On the other hand, in the precipitously educational sphere, it is Morin (2000) who: i) endorses the need for a contamination between scientific and humanistic cultures ii) proposes that each and every expert in each and every discipline should pay his or her own epistemological tithe in order to understand that each discipline must be fully aware of the specificity of its role and the partial methodological autonomy that in fact connotes it (Morin, 1999; 2000; 2001).

Intending, therefore, by epistemological tithe: (i) an in-depth reflection by the scholars of each individual discipline on the relationship between their own and other disciplines; (ii) a self-criticism that is both historical and theoretical in character, that is, concerning both methodological reflection and historical reconstruction-that is, the two aspects that have marked the genesis and outcomes of the various disciplines and their relationships; Morin argues that “paying” one’s tithing is useful in order to develop a new vision, a new methodological, epistemological and ethical approach that recognizes the fundamental interdependence of all phenomena in a systemic and complex framework and fundamental to spreading that new way of thinking indispensable to enable communications between the anthropo-social sciences and the natural sciences and realize consequently, the desired epistemological and gnoseological turn that, aimed at the completion of that path from reductionism to complexity, inheres a profound methodological regeneration.

The latter by negotiating with the uncertain, the imprecise, the indeterminate, the complex, the interdisciplinary and the transdisciplinary, can ground a new way of knowing and organizing knowledge useful for addressing the challenges that the culture of sustainability of development poses to education (Morin, 2001c).

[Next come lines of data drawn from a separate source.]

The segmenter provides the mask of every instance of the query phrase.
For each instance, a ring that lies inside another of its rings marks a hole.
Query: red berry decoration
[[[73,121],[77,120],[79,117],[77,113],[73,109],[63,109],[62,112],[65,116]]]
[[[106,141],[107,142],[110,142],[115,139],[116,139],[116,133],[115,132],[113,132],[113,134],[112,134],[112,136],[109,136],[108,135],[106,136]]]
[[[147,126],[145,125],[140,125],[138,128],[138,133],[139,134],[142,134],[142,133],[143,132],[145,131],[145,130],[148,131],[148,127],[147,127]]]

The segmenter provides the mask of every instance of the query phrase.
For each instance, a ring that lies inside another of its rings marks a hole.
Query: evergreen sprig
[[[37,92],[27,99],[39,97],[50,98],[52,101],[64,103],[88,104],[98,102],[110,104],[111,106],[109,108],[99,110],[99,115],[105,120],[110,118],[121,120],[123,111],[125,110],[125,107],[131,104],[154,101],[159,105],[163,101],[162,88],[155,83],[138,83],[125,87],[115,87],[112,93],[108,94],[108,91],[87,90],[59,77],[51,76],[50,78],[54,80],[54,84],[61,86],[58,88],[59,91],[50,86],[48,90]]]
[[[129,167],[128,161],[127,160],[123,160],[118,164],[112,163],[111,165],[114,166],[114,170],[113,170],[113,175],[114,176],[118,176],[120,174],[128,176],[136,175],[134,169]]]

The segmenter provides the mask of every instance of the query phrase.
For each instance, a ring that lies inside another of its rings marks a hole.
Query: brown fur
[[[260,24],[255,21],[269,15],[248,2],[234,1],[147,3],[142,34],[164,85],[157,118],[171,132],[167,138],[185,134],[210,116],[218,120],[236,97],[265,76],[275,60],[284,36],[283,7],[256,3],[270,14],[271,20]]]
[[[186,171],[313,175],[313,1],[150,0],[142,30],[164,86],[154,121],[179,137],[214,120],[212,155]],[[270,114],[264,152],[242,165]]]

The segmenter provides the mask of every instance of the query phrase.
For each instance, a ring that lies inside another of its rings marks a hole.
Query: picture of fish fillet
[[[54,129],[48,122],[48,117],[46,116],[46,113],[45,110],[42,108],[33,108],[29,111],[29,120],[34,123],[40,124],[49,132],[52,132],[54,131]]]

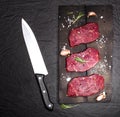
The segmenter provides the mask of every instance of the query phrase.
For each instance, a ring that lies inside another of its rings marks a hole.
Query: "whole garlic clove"
[[[67,56],[70,54],[70,50],[68,49],[62,49],[62,51],[60,52],[61,56]]]
[[[87,17],[89,18],[90,16],[96,16],[97,17],[97,14],[94,11],[90,11],[90,12],[88,12]]]
[[[96,98],[96,100],[97,100],[97,101],[101,101],[101,100],[103,100],[103,99],[105,99],[105,98],[106,98],[106,93],[103,92],[103,93],[99,94],[99,96]]]

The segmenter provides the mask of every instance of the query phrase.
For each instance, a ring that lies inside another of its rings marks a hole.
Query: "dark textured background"
[[[113,94],[110,103],[62,110],[58,104],[58,6],[113,5]],[[54,110],[44,108],[24,44],[21,18],[29,22],[48,67],[45,79]],[[120,114],[119,0],[0,0],[0,117],[119,117]]]

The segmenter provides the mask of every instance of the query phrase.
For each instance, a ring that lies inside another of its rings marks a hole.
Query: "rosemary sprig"
[[[75,60],[80,63],[85,63],[86,61],[80,57],[76,57]]]
[[[75,22],[77,22],[84,15],[85,15],[84,13],[79,12],[78,16],[75,18],[75,20],[72,22],[72,24],[74,24]]]
[[[61,105],[60,105],[60,107],[61,107],[62,109],[69,109],[69,108],[73,108],[73,107],[76,107],[76,106],[77,106],[77,104],[75,104],[75,105],[61,104]]]

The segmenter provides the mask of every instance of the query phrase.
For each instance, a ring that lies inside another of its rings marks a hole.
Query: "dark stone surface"
[[[80,104],[62,110],[58,104],[58,6],[113,5],[113,94],[110,103]],[[0,1],[0,117],[118,117],[120,114],[119,0],[1,0]],[[24,44],[21,18],[29,22],[48,67],[45,82],[54,110],[44,108]]]

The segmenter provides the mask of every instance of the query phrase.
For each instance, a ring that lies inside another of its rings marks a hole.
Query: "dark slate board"
[[[94,11],[97,16],[87,17],[88,12]],[[75,24],[71,25],[73,20],[79,12],[85,14]],[[97,22],[99,25],[100,37],[98,40],[89,43],[81,44],[71,48],[68,42],[69,31],[72,28],[82,26],[88,22]],[[84,51],[88,47],[98,49],[100,53],[100,61],[92,69],[83,73],[67,72],[64,56],[59,55],[59,103],[80,103],[80,102],[97,102],[96,97],[105,91],[106,98],[100,102],[110,102],[112,95],[111,71],[112,71],[112,47],[113,47],[113,27],[112,27],[112,6],[59,6],[58,17],[58,40],[59,40],[59,53],[65,46],[70,49],[71,54]],[[72,79],[76,76],[86,76],[98,73],[104,76],[105,88],[103,91],[88,97],[68,97],[66,95],[67,84],[69,78]]]

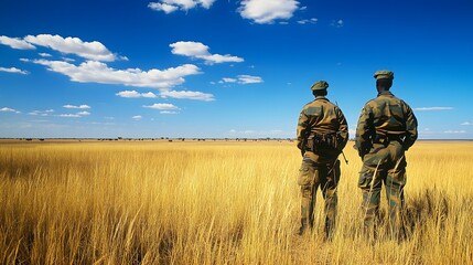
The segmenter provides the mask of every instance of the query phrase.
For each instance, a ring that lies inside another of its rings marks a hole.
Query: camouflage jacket
[[[305,104],[299,115],[297,129],[298,148],[303,150],[308,138],[312,135],[338,134],[343,147],[348,140],[348,125],[342,110],[324,96],[318,96]],[[343,148],[342,147],[342,148]]]
[[[365,104],[356,126],[356,148],[367,153],[379,138],[400,139],[407,150],[417,139],[417,119],[412,109],[390,92],[380,92]]]

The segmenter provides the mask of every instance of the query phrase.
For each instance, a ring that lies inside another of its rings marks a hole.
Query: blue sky
[[[294,137],[373,74],[421,139],[473,139],[473,1],[0,0],[0,137]]]

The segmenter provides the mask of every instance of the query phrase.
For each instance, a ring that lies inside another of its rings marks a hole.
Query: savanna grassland
[[[407,152],[400,243],[361,234],[352,145],[326,242],[320,194],[295,235],[294,142],[2,140],[0,264],[473,264],[473,141]]]

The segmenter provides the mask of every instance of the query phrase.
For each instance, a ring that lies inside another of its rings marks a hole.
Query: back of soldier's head
[[[312,95],[314,96],[326,96],[326,89],[312,91]]]
[[[393,86],[393,80],[377,80],[376,81],[376,88],[389,91]]]
[[[325,81],[315,82],[311,86],[312,95],[314,96],[326,96],[326,88],[329,88],[329,83]]]

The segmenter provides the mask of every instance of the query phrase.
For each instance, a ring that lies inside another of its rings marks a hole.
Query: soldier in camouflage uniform
[[[374,229],[384,183],[389,204],[389,232],[400,239],[404,236],[405,151],[417,139],[417,119],[409,105],[389,92],[393,72],[377,71],[374,77],[378,96],[362,109],[355,144],[363,160],[358,187],[363,191],[364,231],[367,236],[376,233]]]
[[[325,81],[312,85],[315,99],[308,103],[298,123],[298,148],[303,156],[298,183],[301,187],[301,227],[302,235],[313,227],[313,211],[316,190],[322,190],[325,200],[326,239],[330,239],[336,218],[336,186],[340,179],[338,155],[348,139],[348,126],[342,110],[326,96],[329,84]]]

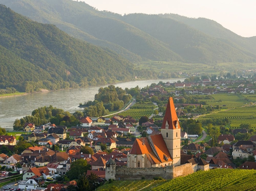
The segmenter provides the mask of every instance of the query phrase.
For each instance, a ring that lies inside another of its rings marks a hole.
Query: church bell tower
[[[174,166],[181,164],[181,127],[173,98],[169,98],[161,133],[173,160]]]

In this direction, the invitation to take the first step of self-criticism can only be addressed to philosophy (Dewey, 1929; Morin, 2007; Bateson, 1972), which, having invented the critical dialogical-rational method (Popper, 1998), can therefore aspire by epistemological status to be configured as a common teaching to all directions and therefore constitute itself as a methodologically conscious link between different disciplinary approaches, could and should set an example to other disciplines (Morin,1991, 2007a). 

Charging the epistemological tithe to the discipline of philosophy, Lipman (2002) has worked out the curriculum of his Philosophy for Children (henceforth P4C)[1].

In his manifesto essay Philosophical Practice and Educational Reform, Lipman (2002), in fact, expresses in no uncertain terms the need to proceed propaedeutically with a critical, historical and methodological reflection on the discipline of philosophy.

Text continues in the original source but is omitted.